2. How can we decide which of the two sectors has a better chance to be selected? Can we do it without cutting the spinner and superimposing the sectors?
• The Polyhedra discussion connects probability and geometry through construction of dice with various numbers of sides.

5. Independent Practice

Have students construct their own dice. We can loosely call a die a 3-D object that can land in several different ways when it is rolled on a flat surface. Most people are familiar with six-sided dice. The following activities and questions can be interesting to individual students or to groups of students:

1. Come up with a way to construct a "die" that has as many sides as you want, starting from 3: 3, 4, 5, 100, ... Hint: pencil.
2. Using the following rules, try to construct various dice:
• You can use polygons of only one type: either equilateral triangles or squares or regular pentagons
• Each vertex of the die has the same number of sides connected to it. In practice, you can start from forming one vertex out of several polygons. Their number will be dictated by geometry (3, 4 or 5 for triangles, 3 for squares, 3 for pentagons). Then attach the same number of sides to the remaining vertices, finishing the polyhedron.
• The dice that can be constructed this way are called platonic solids.
3. Can you construct a platonic solid type die out of regular hexagons? Why or why not? Try it.

6. Closure

• You may wish to bring the class back together for a discussion of the findings. Once the students have been allowed to share what they found, summarize the results of the lesson.

### Alternate Outline

This lesson can be rearranged in several ways.

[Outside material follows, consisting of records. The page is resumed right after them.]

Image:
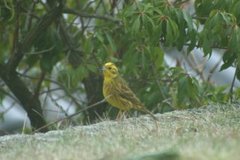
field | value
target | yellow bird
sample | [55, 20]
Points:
[117, 92]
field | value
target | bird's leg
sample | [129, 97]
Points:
[121, 115]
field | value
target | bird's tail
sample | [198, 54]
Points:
[145, 110]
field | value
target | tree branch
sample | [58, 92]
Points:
[86, 15]
[31, 36]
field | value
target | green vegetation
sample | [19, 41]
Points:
[212, 132]
[65, 42]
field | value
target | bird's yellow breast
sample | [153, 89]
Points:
[113, 98]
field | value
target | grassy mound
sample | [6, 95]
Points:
[212, 132]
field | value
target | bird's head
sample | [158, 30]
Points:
[110, 71]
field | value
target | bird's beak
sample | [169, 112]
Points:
[102, 69]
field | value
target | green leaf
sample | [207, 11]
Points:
[136, 25]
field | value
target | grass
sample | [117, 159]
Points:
[212, 132]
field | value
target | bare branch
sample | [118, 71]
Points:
[86, 15]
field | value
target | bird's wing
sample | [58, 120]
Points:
[126, 93]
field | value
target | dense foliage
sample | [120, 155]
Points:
[65, 42]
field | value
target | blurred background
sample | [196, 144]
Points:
[183, 53]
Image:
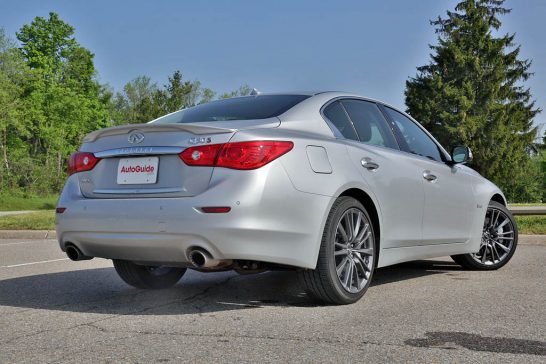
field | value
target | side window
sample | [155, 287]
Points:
[371, 126]
[418, 141]
[339, 120]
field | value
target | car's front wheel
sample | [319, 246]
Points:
[148, 277]
[347, 255]
[499, 241]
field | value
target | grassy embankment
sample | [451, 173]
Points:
[20, 202]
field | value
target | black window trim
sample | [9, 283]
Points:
[446, 158]
[334, 129]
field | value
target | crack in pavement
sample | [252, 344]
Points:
[146, 309]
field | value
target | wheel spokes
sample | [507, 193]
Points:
[352, 268]
[497, 239]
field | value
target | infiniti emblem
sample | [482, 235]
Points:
[135, 138]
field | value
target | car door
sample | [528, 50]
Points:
[449, 197]
[374, 151]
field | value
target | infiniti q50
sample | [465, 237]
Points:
[330, 184]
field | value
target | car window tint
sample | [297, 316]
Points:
[371, 126]
[339, 120]
[236, 108]
[418, 141]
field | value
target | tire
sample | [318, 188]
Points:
[350, 253]
[148, 277]
[499, 241]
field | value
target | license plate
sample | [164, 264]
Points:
[136, 171]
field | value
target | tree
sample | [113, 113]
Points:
[142, 101]
[12, 76]
[472, 92]
[62, 99]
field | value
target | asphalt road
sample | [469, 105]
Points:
[56, 310]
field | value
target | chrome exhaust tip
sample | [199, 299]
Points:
[200, 258]
[73, 253]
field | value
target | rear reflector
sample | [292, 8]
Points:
[216, 209]
[238, 155]
[81, 161]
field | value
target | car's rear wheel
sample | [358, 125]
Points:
[499, 241]
[347, 255]
[148, 277]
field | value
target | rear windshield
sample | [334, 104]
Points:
[237, 108]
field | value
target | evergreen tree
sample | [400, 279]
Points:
[472, 92]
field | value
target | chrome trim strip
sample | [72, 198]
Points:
[127, 191]
[138, 151]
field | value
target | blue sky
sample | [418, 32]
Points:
[367, 47]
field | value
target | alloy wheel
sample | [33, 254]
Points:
[354, 250]
[497, 238]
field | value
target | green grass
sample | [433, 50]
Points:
[18, 202]
[532, 224]
[40, 220]
[45, 220]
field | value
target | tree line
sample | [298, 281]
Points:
[50, 97]
[471, 92]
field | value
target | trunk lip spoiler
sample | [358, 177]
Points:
[126, 129]
[144, 150]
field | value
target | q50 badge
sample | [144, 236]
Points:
[200, 140]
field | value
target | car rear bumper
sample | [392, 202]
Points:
[269, 221]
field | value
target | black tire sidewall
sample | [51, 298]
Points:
[344, 204]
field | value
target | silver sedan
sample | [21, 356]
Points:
[330, 184]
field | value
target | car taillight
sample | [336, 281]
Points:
[238, 155]
[81, 161]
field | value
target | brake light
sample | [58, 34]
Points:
[81, 161]
[238, 155]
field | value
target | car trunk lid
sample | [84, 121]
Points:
[141, 161]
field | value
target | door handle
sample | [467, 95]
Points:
[429, 176]
[369, 164]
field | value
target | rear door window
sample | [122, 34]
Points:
[339, 121]
[417, 140]
[370, 125]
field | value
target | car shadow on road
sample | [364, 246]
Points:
[101, 291]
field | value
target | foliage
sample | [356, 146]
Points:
[50, 98]
[472, 92]
[142, 100]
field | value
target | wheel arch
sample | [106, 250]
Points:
[368, 203]
[497, 197]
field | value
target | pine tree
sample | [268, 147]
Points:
[472, 92]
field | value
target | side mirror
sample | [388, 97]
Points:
[461, 154]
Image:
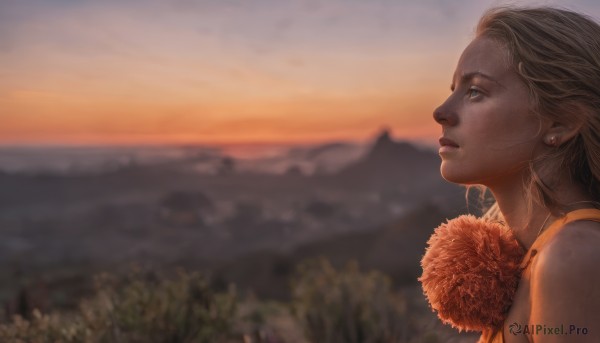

• Have students construct spinners out of several different materials, and then compare the results they obtain. Which materials or designs produce spinners that produce more truly "random" results? Compare the results of many spins with these spinners with the computer-generated results from the Spinner Game and the Adjustable Spinner Game to show students the advantage of using a computer model to produce accurate results.
• Use Buffon's Needle as an additional example of the connection between probability and geometry.
• Have groups of students read the two discussions in this lesson and prepare presentations for their classmates that explain the content of the discussions.

### Suggested Follow-Up

After these discussions and activities, the students will have an understanding of how geometry can be used to solve probability problems. The next lesson, Conditional Probability and Probability of Simultaneous Events leads to a deeper consideration of the related mathematics and to acquiring new tools for solving problems, namely the ideas and formulas connected with conditional probability and probability of simultaneous events.